For textile enterprises, the current strength in PTA and staple fiber is more a story of cost and supply than of genuine demand recovery. Buyers should be wary of chasing highs, especially near the 7,750 yuan/ton staple fiber level, and should approach hedging positions with caution.
Cotton Decline: Dual Pressure from Bumper Harvest Expectations and Weak Demand
In stark contrast to the polyester chain's gains, cotton futures fell 0.50% in night trading, breaking below the 16,000 yuan/ton psychological level. This move reflects continued market pricing of a global oversupply for the 2025/26 season.
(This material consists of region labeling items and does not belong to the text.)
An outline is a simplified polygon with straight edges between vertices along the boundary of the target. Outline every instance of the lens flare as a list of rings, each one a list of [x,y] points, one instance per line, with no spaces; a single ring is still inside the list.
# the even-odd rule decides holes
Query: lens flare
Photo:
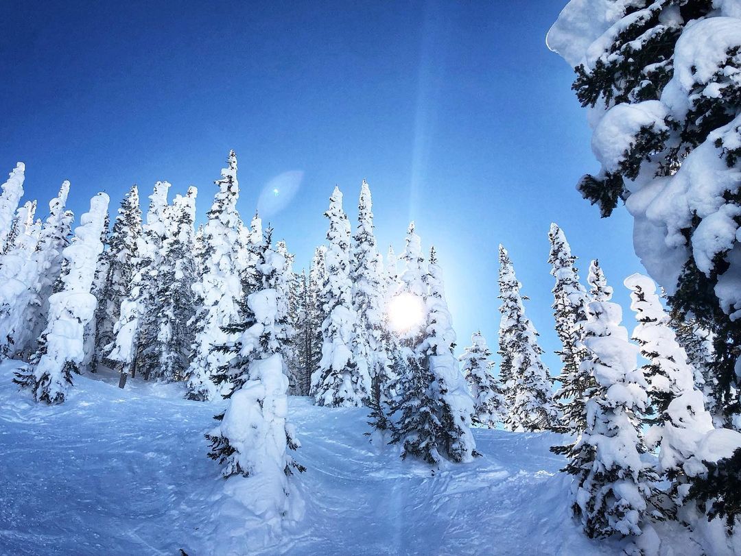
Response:
[[[422,298],[411,293],[400,293],[388,302],[388,322],[396,332],[405,332],[420,326],[425,318]]]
On the supply side, the latest USDA planting intentions report shows increased U.S. cotton acreage for the new season, and favorable weather conditions in major growing regions support expectations of a bumper harvest. In Xinjiang, despite earlier low temperatures affecting seedling growth, recent warming has allowed replanting to proceed orderly, keeping overall production risk manageable.
Demand faces dual pressure domestically and internationally. Domestically, textile and apparel retail growth has slowed since May, with gray fabric inventory accumulation accelerating, making weaving mills cautious in cotton yarn procurement. Internationally, intensified competition from Southeast Asian textile capacity has led some global brands to shift orders to Vietnam and Bangladesh, resulting in shrinking export orders for Chinese cotton yarn and gray fabric. The decline in cotton yarn futures is a direct transmission of this weak demand along the chain.
Industrial Strategies Amid Divergence
The current divergence between PTA/staple fiber and cotton/cotton yarn essentially reflects asynchronous inventory cycles across different industry chain segments. The polyester chain is near the end of active destocking, making prices sensitive to cost changes, while the cotton chain faces passive inventory accumulation pressure, making prices prone to decline.
This divergence pattern is expected to persist until supply-demand imbalances in both chains converge. For textile enterprises, this means procurement plans can no longer treat bulk raw materials uniformly but must adopt differentiated strategies based on each material's industrial logic.